Gertruida fixes the bent little barman with a knowing look. She knows he’s left out a lot. The two days walking under the scorching sun, the freezing nights, the arguments along the way… Typical of Boggel, she thinks, to avoid telling them about the hardships along the way.

“It’s all my fault…” Mary’s eyes brim with tears. “Oh, Boggel, I’m the poison, the bane of your life.
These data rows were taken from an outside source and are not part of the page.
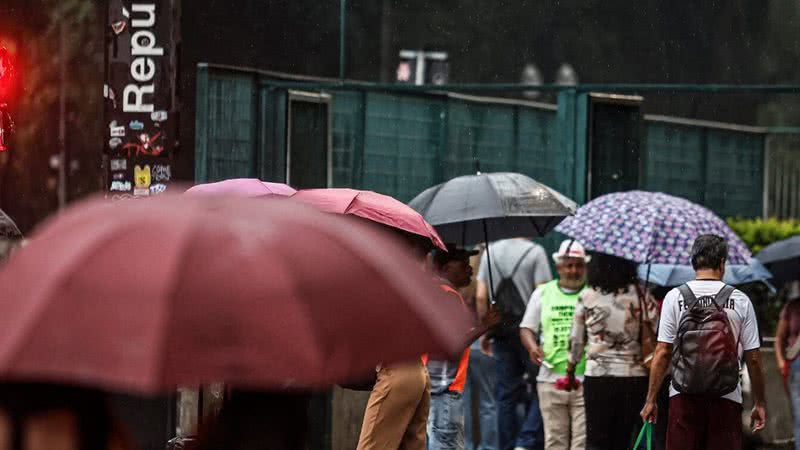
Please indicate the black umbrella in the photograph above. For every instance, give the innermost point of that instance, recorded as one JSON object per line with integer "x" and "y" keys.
{"x": 492, "y": 206}
{"x": 783, "y": 259}
{"x": 8, "y": 229}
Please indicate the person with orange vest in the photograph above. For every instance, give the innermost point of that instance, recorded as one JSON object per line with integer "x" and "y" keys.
{"x": 446, "y": 417}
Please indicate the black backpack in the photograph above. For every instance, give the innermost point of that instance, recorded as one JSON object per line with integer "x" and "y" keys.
{"x": 705, "y": 357}
{"x": 509, "y": 303}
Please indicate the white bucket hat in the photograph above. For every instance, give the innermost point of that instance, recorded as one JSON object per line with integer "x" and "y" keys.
{"x": 571, "y": 248}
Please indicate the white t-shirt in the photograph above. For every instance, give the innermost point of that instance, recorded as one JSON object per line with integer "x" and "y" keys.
{"x": 740, "y": 313}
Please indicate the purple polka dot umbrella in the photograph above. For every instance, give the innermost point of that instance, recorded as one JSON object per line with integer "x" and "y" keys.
{"x": 648, "y": 227}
I’m so terribly sorry.”

Boggel shrugs. “I would have done the same for Gertruida, or Sersant, or…even for Servaas.” He smiles his lopsided smile again, takes a swig from the bottle, and sighs. “Life is never fair, Mary. You and I were dealt a hand of cards when we were born. Some people get winning hands, some don’t. We have no choice, really. Play with what we have is what we must do.”

“But…” Mary wants to protest, but Smartryk holds up a hand.

“Boggel, you’ve been incredibly brave…and unbelievably lucky. There’s a lot we have to talk about…a lot. But, seeing the sun is burning us all to a crisp, I suggest we prepare to get back to Rolbos. Maybe there, after cleaning up and with something cool to drink, the two of us can have a chat. Man to man…if you know what I mean.”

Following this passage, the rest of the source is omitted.